I currently have a 1TB hard drive with a factory install of Windows 10 on my machine. What I'd like to do is copy everything from that partition over to a 250GB partition on my 3TB drive, so I can dual boot with Arch Linux. 

My question is: how do I go about it? I've done a little research about cloning the partition, but a lot of the articles I've read seem to suggest that if you're cloning a 1TB source drive, then you need a 1TB destination drive, as it copies the full whack, not just the used space.

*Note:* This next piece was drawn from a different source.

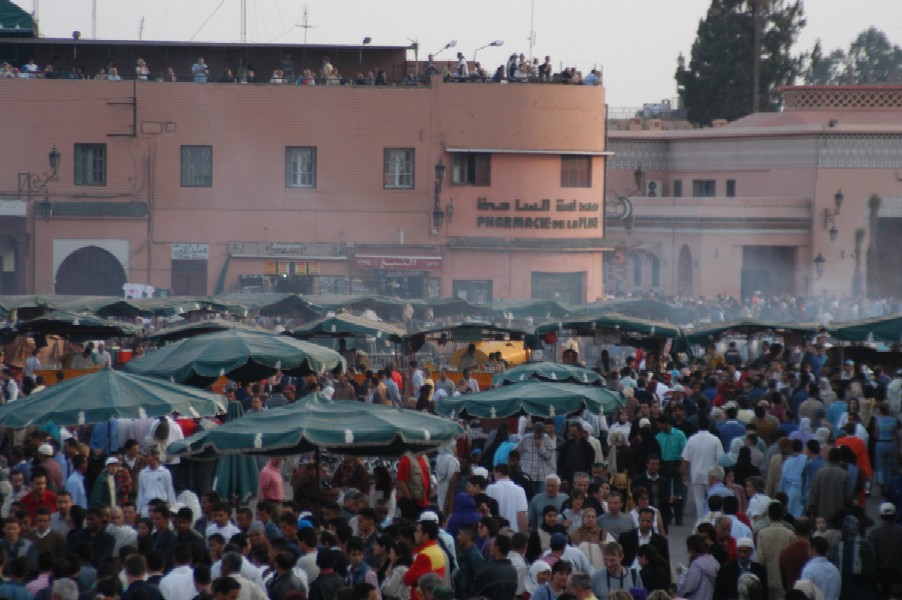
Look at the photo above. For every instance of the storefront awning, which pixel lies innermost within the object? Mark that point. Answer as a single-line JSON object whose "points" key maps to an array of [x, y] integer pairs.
{"points": [[398, 263]]}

So I had a look at just copying just the used space, and there was some stuff about hidden files, and having to copy the whole partition for Windows 10 to work.

My current Windows 10 install probably amounts to around 35GB, so I don't need a 1TB partition. I just want to copy the OS to a different drive and have it boot normally. Is there an easy way to do this? Any suggestions would be appreciated--suggested software (Linus or Windows), methods, etc.


----------



## merlin989901 (Oct 19, 2015)

When you buy a new hard drive (personally a SSD) it came with software and a cable that cloned just the used space onto my new drive, it copied my recovery partition and my windows installation, along with the hidden partitions required! My old drive was a 2TB Hybrid using 60GB (Windows Installation) and 20GB (Recovery Partition) this transferred onto my new 1TB SSD using the software and cable kit that came with it!

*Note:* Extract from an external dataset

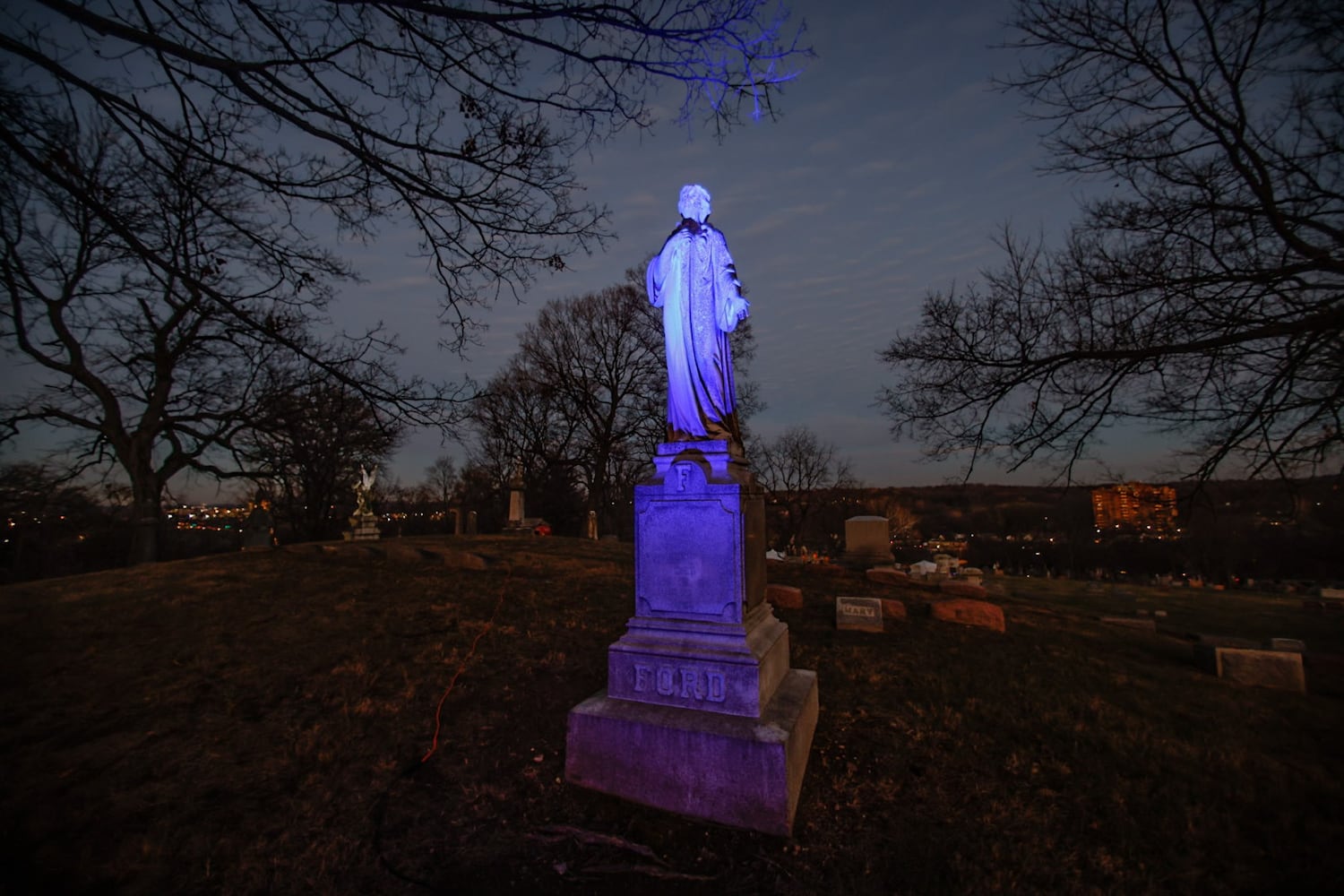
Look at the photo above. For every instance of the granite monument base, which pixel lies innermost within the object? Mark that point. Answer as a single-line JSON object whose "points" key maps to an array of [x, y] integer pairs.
{"points": [[702, 713], [733, 770]]}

You could source this software and cables!

Ill dig out my software disk when I get home and post what it was called! as for the cable you can pick this up anywhere


----------



## melchizedek (Sep 13, 2002)

Thank you, Ryan. Any information you can provide will be much appreciated


----------



## merlin989901 (Oct 19, 2015)

I think it was some variation of Arconis? and when cloning you shrink your windows partition so it has no free space (Disk Management) this will then clone to new drive partition regardless of the size of new partition  there may be tutorials on youtube, I think I used one when I did it.


----------



## melchizedek (Sep 13, 2002)

I did think of shrinking the partition, but was worried it might destroy its functionality. (As sometimes happens, what with partition shrinking being potentially harmful.) Hence me wondering whether there was a safer alternative.


----------



## merlin989901 (Oct 19, 2015)

Worse case is you lose your Windows installation/Installed Programs and Data, but if you have a recovery system/partition that could be restored. However the shrinking worked for me, I got everything across (about 7 partitions) then swapped drives over and then flattened the old drive and stuck it in my NAS


----------